I think you should basically set yourself up to be as close to no contact with her as you possibly can. Any attempts she makes to invade your mental, emotional or physcial space should be rebuffed in a matter of fact way. If she starts to ask you why, be honest “I find your invasiveness in our lives and relationship unhealthy and upsetting.”

No need to be mean to her (which, actually, her sons are doing- yelling at her and being inconsistent in enforcing their agreements, which is why she “baby monkeys” them), just establish clear guidelines under which you are willing to maintain a relationship with her. And then stick with them. It will actually probably make her feel safer.

Also- you might want to check out the book Hold Me Tight. It’s a great book about relationships (not just marital ones) where the author talks about how we behave when we feel that our primary relationships are threatened. People often lash out or act out in an attempt to get attention and re-establish the bond (which is what baby monkeys do when their mothers aren’t paying enough attention to them). Since your FMIL’s primary (and only, it seems) relationships are with her sons, she’s going to be pretty obsessive about maintaining them in a way that makes her feel safe. That book might be illuminating for all of you (and especially her).
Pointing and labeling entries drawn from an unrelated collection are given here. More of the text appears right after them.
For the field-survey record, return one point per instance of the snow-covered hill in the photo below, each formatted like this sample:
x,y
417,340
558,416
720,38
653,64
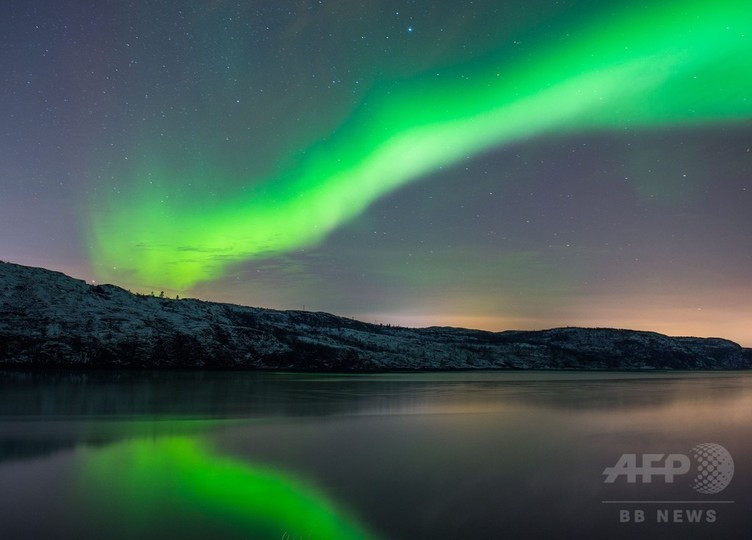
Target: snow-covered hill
x,y
50,319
She clearly needs some therapy, but if she’s not going to do things to help herself, at least the rest of you can do things that will shift the dynamics and keep yourselves sane.

Post # 26
Member
884 posts
Busy bee
  • Wedding: August 1983

Get over to DWIL right away.

Post # 28
Member
72 posts
Worker bee

You have to always remember that, that your relationship is not with your family’s, it is with each other. If you allow your family to pull you apart then you fail. Live is shared between two people and it is why you love who you love. It is an unmistakeable force that drives people together and along there path to each other. Reduce the stress and leave the family at the table and stay on your path to each other. 

Love has a mysterious why of showing you direction. And self love is where love really starts, hating the people around you and being hurtful to them is like placing puddles of water that you will always have to step over. 

Post # 29
Member
8168 posts
Bumble Beekeeper

greeneyedgal13 : 

The fact that you and your BIL’s  gf are experiencing the same thing is potentially useful. Can  you all  four of come up with a plan of sorts as to what you are and are not be OK with? So that none of you will answer daytime texts for eg, or after a certain time of night  and/or that certain subjects are off limits ( it’s high time your Brother-In-Law left home too btw)

Actually though , I think family counselling , ie all five of you,  would  be the best form of help .  

Post # 30
Member
1330 posts
Bumble bee

This is why my Mother-In-Law doesn’t have my contact information. People with boundary issues end up on a much shorter leash than other people, either as a precaution or a response.

Definitely change your locks and start referring her to your Fiance with any of her questions, or just have him respond when she asks you stuff. If he wants to have an unhealthy and invasive relationship with her, at least you aren’t forced to.